The following error occurs:
RuntimeError: CUDA out of memory. Tried to allocate 450.00 MiB (GPU 0; 3.82 GiB total capacity; 2.08 GiB already allocated; 182.75 MiB free; 609.42 MiB cached)
It obviously means, that i dont have enough memory on my GPU. But I dont understand why, because 3.8GB - 2GB - 600MB = 1.2GB free space != 180MB . In similar Questions people say, that this is due to fragmentation. But how does this make sense, i only load a pretrained model to my GPU? Where do the 2GB occupied space come from?
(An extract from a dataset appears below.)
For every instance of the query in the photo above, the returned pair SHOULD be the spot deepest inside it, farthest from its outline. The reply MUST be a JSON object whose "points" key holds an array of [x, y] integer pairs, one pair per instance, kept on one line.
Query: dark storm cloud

Then I open up nvidia-smi, which makes me wonder even more, as it says that only 10% are occupied:
+-----------------------------------------------------------------------------+
| NVIDIA-SMI 435.21 Driver Version: 435.21 CUDA Version: 10.1 |
|-------------------------------+----------------------+----------------------+
| GPU Name Persistence-M| Bus-Id Disp.A | Volatile Uncorr. ECC |
| Fan Temp Perf Pwr:Usage/Cap| Memory-Usage | GPU-Util Compute M. |
|===============================+======================+======================|
| 0 GeForce GTX 1650 Off | 00000000:01:00.0 Off | N/A |
| N/A 47C P8 1W / N/A | 285MiB / 3914MiB | 10% Default |
+-------------------------------+----------------------+----------------------+
+-----------------------------------------------------------------------------+
| Processes: GPU Memory |
| GPU PID Type Process name Usage |
|=============================================================================|
| 0 1214 G /usr/lib/xorg/Xorg 28MiB |
| 0 1720 G /usr/lib/xorg/Xorg 105MiB |
| 0 1984 G /usr/bin/gnome-shell 103MiB |
+-----------------------------------------------------------------------------+
Im also using PyTorch 1.1 with Torchvision 0.3, the network does not function with newer versions due some boolean changes.
Here is a short summary of whats called (i execute this script):
# (...)
model = DistributedDataParallel(model.cuda(device), device_ids=[device_id], output_device=device_id)
# (...)
model.eval()
# (...)
# Output of torch.cuda.memory_allocated: 512089088 (512,089,088 bytes)
for it, batch in enumerate(dataloader): # Batch Size 1
with torch.no_grad():
# (...)
torch.cuda.empty_cache() # Does not change allocated memory
# Here RuntimeError occurs:
_, pred, _ = model(img=img, do_loss=False, do_prediction=True)
I use pretrained weights and don’t have the resources to train it from scratch with a different architecture. Maybe the model is too large for my GPU, but it only needs 500MB in the beginning + 450MB when doing predicition?. How can it be, that it does not fit on my GPU?
I’d be glad if you have any further tips i can investigate in.
Benjamin